Open NehaV0307 opened 5 days ago
Similar issue: https://github.com/opensearch-project/OpenSearch/issues/10864, the root cause is that Update API converts the updateRequest to an indexRequest if the document exists, so the default ingest pipeline is executed, but Bulk API keep the updateRequest as the origin.
By checking the code, I think ingest pipeline was designed only for index operation, not for update operation, we can also see that the Index API supports pipeline
parameter but Update API doesn't, so maybe we should prevent the default ingest pipeline from being executed in Update API.
For this use case, I've tried to find some workaround, one option is that use painless script to update the updated
field, like this:
POST /on_boarding_employees-1/_update/1
{
"script": {
"source": "ctx._source.updated =ctx._now;ctx._source.type=params.type",
"params": {
"type": "ONBOARDING_EMPLOYEE_UPDATED"
}
}
}
or
POST /on_boarding_employees-1/_bulk
{"update":{"_id":"1"}}
{"script":{"source":"ctx._source.updated =ctx._now;ctx._source.type=params.type","params":{"type":"ONBOARDING_EMPLOYEE_UPDATED"}}}
@andrross @macohen @reta what do you think about this?

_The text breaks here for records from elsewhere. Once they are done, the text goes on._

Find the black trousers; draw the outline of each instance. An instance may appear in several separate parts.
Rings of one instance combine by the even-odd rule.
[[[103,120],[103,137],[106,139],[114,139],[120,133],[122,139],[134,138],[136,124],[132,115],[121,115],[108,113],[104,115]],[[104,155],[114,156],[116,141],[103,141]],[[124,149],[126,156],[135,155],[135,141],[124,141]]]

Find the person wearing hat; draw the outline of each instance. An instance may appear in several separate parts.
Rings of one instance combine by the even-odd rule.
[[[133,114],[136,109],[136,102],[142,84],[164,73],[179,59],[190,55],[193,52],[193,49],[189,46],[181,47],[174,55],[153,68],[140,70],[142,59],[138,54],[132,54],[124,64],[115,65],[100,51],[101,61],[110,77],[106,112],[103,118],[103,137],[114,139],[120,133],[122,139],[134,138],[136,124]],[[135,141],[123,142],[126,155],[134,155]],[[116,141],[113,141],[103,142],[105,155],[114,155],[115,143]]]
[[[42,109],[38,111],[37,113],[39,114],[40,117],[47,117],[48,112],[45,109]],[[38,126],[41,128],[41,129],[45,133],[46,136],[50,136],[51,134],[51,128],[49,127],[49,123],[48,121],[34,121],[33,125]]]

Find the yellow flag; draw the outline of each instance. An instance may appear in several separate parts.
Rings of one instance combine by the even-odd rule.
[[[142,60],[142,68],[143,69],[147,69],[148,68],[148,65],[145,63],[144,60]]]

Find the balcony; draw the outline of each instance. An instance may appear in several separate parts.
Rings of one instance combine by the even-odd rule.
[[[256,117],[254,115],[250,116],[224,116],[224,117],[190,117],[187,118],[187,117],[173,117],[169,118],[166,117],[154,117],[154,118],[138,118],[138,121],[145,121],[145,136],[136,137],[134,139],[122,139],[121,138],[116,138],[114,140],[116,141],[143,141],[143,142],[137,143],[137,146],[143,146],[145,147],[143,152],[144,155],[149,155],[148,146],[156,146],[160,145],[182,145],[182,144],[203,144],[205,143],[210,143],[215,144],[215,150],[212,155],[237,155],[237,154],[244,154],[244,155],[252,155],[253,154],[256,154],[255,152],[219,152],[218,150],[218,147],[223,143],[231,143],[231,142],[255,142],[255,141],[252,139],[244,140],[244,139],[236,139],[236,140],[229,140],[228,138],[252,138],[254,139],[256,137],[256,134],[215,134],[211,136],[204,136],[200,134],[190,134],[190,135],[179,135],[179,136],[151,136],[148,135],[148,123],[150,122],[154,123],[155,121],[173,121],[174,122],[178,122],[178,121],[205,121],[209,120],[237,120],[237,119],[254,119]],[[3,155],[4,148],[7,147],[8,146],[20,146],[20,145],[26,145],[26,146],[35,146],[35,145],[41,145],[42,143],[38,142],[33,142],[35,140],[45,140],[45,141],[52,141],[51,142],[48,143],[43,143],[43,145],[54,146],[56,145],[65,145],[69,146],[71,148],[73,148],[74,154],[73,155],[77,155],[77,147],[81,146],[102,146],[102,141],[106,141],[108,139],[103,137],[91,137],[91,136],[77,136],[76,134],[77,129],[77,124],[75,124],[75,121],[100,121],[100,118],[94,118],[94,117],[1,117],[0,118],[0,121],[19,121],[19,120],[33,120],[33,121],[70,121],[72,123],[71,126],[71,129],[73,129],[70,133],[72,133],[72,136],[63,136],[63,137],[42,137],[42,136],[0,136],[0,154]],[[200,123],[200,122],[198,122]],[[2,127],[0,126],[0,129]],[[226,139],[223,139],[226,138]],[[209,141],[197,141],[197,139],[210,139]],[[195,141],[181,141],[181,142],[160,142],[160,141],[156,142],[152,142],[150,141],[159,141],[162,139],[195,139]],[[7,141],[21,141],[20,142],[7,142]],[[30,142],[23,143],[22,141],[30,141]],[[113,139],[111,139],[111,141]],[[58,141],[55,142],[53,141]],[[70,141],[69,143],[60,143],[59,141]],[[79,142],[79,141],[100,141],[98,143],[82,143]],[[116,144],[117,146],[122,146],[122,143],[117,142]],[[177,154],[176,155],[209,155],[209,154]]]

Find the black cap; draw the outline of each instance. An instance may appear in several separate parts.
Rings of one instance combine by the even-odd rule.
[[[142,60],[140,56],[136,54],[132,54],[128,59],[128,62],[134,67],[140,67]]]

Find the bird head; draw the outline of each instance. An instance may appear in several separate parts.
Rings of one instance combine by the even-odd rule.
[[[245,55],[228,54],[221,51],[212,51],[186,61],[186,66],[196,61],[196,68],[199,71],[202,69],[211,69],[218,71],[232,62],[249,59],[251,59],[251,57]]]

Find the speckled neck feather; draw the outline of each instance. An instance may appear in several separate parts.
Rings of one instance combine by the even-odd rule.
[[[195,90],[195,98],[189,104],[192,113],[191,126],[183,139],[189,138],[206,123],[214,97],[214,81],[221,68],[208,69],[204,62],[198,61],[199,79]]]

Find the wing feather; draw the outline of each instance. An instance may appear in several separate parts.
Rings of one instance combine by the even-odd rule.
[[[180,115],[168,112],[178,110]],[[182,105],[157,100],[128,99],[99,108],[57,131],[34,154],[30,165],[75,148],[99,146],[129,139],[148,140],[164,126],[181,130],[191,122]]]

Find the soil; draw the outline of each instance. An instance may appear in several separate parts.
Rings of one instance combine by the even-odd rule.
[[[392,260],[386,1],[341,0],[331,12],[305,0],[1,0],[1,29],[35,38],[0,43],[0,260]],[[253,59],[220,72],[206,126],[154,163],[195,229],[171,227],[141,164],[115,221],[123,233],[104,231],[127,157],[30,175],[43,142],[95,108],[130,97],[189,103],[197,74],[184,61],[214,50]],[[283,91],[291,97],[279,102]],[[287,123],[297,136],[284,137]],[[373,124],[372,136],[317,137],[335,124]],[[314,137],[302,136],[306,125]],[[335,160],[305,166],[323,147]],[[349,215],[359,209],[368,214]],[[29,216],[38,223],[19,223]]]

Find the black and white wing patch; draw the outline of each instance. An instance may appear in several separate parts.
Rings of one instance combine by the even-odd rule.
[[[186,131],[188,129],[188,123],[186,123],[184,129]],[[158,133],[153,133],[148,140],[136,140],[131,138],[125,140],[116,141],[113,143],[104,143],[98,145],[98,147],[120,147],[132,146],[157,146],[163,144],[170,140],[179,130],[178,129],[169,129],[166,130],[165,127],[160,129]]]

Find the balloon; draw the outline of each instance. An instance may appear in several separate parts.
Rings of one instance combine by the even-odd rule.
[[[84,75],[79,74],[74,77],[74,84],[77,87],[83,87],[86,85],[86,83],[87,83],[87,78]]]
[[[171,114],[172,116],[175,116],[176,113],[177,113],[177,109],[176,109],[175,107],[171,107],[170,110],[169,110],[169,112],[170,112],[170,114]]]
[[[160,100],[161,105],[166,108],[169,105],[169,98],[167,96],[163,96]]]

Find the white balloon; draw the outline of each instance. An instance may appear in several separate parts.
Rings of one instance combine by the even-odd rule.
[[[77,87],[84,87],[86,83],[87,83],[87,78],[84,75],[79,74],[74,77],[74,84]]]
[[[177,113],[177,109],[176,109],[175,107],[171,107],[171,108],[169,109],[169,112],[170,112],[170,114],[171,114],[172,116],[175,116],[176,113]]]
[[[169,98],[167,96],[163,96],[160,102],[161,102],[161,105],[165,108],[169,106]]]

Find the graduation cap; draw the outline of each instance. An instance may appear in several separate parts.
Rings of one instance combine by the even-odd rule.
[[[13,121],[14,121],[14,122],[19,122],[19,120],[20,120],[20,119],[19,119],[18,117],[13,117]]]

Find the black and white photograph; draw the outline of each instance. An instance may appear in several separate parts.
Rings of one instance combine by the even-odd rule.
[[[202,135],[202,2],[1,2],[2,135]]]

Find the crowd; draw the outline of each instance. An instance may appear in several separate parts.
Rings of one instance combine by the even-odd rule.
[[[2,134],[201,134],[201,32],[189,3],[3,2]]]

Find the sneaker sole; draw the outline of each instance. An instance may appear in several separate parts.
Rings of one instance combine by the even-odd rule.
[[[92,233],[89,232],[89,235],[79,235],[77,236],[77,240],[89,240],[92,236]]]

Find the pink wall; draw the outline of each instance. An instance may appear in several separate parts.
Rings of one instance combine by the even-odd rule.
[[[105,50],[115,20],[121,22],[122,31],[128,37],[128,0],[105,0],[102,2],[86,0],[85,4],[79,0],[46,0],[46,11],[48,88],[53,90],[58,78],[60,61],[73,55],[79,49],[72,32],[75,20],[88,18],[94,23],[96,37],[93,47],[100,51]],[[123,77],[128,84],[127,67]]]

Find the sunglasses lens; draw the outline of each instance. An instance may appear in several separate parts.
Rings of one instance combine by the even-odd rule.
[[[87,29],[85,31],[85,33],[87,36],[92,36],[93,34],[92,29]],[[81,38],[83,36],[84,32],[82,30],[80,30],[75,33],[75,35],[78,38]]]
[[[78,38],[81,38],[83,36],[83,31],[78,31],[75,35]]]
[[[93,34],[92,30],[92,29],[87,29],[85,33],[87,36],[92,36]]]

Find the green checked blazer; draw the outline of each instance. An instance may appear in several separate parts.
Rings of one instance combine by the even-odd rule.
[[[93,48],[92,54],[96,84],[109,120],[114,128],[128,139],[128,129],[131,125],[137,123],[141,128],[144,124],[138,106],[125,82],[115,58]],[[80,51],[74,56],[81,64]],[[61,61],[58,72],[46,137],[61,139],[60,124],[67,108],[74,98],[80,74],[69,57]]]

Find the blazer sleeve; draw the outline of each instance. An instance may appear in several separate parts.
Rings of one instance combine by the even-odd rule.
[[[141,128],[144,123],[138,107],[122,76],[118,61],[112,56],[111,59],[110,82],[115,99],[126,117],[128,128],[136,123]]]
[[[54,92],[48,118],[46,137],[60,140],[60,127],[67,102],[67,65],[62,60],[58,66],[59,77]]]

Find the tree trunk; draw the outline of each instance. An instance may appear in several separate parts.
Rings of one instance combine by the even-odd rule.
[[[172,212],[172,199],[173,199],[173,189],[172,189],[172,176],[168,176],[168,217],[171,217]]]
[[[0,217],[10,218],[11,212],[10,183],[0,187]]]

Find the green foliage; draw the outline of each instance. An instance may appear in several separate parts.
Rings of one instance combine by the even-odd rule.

Thanks @gaobinlong for looking into it
By checking the code, I think ingest pipeline was designed only for index operation, not for update operation, we can also see that the Index API supports pipeline parameter but Update API doesn't, so maybe we should prevent the default ingest pipeline from being executed in Update API.
Found this long thread on the matter [1], TLDR; is that Update API does not support ingest pipelines, we should probably document that (and prevent if possible).
Thanks @reta, I've created an document issue for this and will open a PR later.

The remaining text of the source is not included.